Figure 2 PMN-MDSC correlates with monocyte percentage and number, and with Mo/Ly ratio. (A) The monocytes percentage and absolute number, and Mo/Ly ration in active TB (18), LTBI (19), and HD (12). Results are shown as Box and Whiskers. The Kruskall-Wallis test (with Dunn’s multiple comparison posttest) was applied. (B) Correlation between PMN-MDSC frequency and percentage and number of monocytes, and with Mo/Ly ratio from TB (18) and LTBI (19) individuals. The Spearman test was applied to evaluate correlations. The p <0.05 was considered statistically significant. TB, tuberculosis; LTBI, latent tuberculosis infection; HD, healthy donors.

FIGURE 3

Figure 3 PMN-MDSC frequency correlates with the CD14++CD16- monocyte proportion. (A) Gating strategy used to identify monocyte subsets: in the morphological gate (FSC/SSC) we excluded debris gate (A), and morphologically identified monocytes gate (B). In gate B, we selected CD14++CD16, CD14++CD16+, and CD14-CD16++ monocytes. The percentage of monocyte subsets was calculated in the gate (A) Correlation between PMN-MDSC frequency and CD14++CD16 (B), CD14++CD16+ (C), and CD14-CD16++ (D) monocytes from active TB and LTBI subjects. The Spearman test was applied to evaluate correlations. The p <0.05 was considered statistically significant.

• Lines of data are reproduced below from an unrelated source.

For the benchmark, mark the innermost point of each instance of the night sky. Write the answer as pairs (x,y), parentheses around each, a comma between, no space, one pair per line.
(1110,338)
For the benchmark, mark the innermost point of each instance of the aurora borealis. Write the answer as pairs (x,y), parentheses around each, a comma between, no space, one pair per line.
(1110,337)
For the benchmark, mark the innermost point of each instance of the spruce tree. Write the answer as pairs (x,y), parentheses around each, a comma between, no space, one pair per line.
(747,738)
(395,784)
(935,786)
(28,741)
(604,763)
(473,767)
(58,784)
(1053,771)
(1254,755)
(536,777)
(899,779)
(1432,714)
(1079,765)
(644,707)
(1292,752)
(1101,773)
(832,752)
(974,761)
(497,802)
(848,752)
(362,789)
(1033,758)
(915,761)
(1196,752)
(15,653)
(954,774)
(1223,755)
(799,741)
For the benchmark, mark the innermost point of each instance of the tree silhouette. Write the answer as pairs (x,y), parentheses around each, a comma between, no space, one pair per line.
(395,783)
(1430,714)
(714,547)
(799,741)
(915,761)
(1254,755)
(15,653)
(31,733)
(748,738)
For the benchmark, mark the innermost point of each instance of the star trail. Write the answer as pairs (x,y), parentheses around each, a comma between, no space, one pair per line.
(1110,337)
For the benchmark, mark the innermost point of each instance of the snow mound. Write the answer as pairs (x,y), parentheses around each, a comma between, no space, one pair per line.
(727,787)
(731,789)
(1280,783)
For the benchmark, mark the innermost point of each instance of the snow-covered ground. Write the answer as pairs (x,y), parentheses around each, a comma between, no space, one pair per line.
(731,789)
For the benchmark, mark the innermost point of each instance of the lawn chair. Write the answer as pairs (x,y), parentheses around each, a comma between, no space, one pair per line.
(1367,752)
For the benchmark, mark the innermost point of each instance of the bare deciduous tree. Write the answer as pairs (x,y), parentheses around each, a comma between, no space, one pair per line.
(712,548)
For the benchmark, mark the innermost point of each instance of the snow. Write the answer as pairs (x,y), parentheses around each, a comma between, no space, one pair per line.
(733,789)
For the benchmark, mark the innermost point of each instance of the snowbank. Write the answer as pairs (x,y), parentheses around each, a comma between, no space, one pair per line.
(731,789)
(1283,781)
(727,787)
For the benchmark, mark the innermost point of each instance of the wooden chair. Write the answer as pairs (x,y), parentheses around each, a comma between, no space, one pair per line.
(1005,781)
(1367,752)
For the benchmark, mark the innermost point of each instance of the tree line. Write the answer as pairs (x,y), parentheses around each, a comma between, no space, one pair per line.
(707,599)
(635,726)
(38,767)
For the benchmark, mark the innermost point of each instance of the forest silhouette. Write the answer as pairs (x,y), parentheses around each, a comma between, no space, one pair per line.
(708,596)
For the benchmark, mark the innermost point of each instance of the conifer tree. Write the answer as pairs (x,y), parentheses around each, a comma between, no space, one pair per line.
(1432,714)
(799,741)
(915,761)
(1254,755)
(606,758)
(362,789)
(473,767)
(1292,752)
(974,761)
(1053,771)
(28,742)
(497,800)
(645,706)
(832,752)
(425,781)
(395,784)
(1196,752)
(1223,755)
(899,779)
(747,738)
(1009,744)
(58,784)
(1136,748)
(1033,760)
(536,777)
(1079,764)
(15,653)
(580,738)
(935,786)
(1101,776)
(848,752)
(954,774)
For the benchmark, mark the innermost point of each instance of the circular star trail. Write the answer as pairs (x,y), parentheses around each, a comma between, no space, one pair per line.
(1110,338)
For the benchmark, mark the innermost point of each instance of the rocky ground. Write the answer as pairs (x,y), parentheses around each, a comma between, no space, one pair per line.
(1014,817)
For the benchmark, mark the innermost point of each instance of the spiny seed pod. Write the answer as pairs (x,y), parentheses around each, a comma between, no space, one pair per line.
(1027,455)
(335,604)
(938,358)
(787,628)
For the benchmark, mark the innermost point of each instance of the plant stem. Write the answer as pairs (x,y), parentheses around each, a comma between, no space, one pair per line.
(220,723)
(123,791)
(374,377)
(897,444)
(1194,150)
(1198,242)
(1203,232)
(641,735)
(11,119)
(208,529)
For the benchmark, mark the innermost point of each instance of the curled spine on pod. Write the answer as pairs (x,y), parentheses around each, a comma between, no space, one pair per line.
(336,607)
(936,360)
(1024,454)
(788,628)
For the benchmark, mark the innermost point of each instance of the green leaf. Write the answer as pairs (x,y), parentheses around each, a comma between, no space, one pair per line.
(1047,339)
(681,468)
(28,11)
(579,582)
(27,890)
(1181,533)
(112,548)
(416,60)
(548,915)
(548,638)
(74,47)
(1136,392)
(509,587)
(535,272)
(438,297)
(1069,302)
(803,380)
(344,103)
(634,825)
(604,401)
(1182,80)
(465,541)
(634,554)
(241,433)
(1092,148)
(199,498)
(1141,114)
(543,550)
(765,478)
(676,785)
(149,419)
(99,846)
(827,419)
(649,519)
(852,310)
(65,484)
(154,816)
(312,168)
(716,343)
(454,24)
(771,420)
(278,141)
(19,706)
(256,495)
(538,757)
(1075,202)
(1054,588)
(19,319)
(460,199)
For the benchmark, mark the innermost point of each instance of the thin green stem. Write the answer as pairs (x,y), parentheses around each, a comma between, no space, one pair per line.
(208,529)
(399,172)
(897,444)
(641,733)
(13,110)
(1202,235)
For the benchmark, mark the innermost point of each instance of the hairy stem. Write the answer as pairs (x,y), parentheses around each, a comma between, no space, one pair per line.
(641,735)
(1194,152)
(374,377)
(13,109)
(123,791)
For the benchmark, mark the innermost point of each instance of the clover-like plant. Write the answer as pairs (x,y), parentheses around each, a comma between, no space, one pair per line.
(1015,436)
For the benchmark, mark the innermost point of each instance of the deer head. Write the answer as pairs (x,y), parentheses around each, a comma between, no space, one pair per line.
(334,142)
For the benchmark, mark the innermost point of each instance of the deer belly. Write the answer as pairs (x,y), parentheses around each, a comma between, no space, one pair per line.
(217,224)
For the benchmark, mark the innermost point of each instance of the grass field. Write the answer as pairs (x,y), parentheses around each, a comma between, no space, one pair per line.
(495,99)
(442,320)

PMN-MDSC Are Associated With a Low Disease Severity

The role of MDSC during human tuberculosis is not clear. To understand whether in vivo PMN-MDSC might associate with the disease severity, we evaluated the severity radiological score. Three out of 19 TB patients have a score 1, 4 a score 2, and 12 a score 3. Due to the limited number of patients, we grouped patients with a radiological score 1 and 2 in the same group (group A). Therefore, we analyzed the proportion of PMN-MDSC in 2 groups, based on the radiological severity of the patients, group A (radiological score 1 and 2) and group B (radiological score 3). Interestingly, we found that those with a mild/moderate radiological TB had an almost significant higher PMN-MDSC proportion than those with a more severe radiological TB (Figure 4), indicating that PMN-MDSC may play a beneficial role during active TB.

FIGURE 4

Figure 4 PMN-MDSC frequency is associated with chest X-ray severity score. PMN-MDSC frequency in group A (score 1 and 2) and B (score 3) stratified based on the chest X-ray severity score. The Mann-Whitney test was applied, and the p <0.05 was considered significant. PMN-MDSC, polymorphonuclear-myeloid-derived suppressor cells.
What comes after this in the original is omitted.